Otros miembros del equipo son Mikhail Lebedev y Jing Wang de la Universidad Duke, y Carolina Kunicki del ELS-IINN.

"Estos experimentos han demostrado la capacidad para establecer un enlace de comunicación directa y sofisticada entre cerebros de ratas, y que el cerebro descodificador funciona como dispositivo de reconocimiento de patrones", explica Nicolelis. "Así que, básicamente, estamos creando una computadora orgánica que soluciona un problema".
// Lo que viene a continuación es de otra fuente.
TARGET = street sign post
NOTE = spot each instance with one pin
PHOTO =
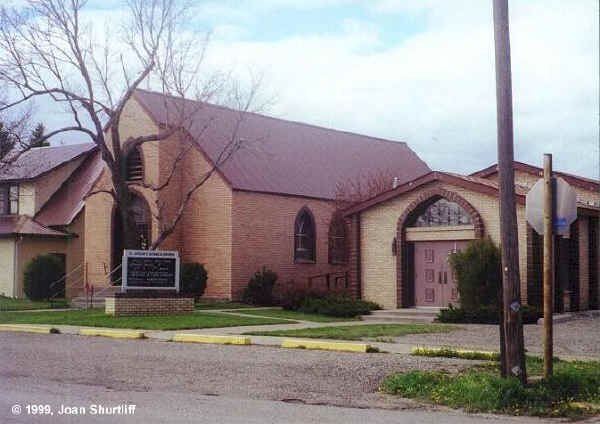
(550, 208)
(565, 207)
Los investigadores de la Universidad Duke y del ELS-IINN ahora están trabajando en experimentos para establecer una conexión mental cooperativa entre varios animales a fin de que puedan resolver tareas conductuales más complejas. "No podemos predecir qué tipos de propiedades emergentes aparecerán cuando los animales comiencen a interactuar entre ellos como parte de una red de cerebros. En teoría, cabe esperar que una combinación de cerebros pueda alcanzar soluciones que cerebros individuales no podrían alcanzar por sí solos", aventura Nicolelis. En su opinión, ni siquiera se puede descartar que semejante conexión pueda acarrear que un animal incorpore el sentido del "yo" de otro animal.

De hecho, los análisis de la corteza sensorial de las ratas descodificadoras en estos experimentos mostraron que el cerebro de estas ratas comenzó a representar en su propia corteza táctil no sólo los pelos de su propio bigote, sino también los del bigote de la rata codificadora. El equipo de investigación detectó neuronas de la corteza que respondían ante ambos sistemas de pelos de bigotes, lo que significa que la rata creaba una segunda representación de un segundo cuerpo sobre el suyo propio. Estudios básicos de estas adaptaciones podrían conducir a un nuevo campo que Nicolelis llama la "neurofisiología de interacción social".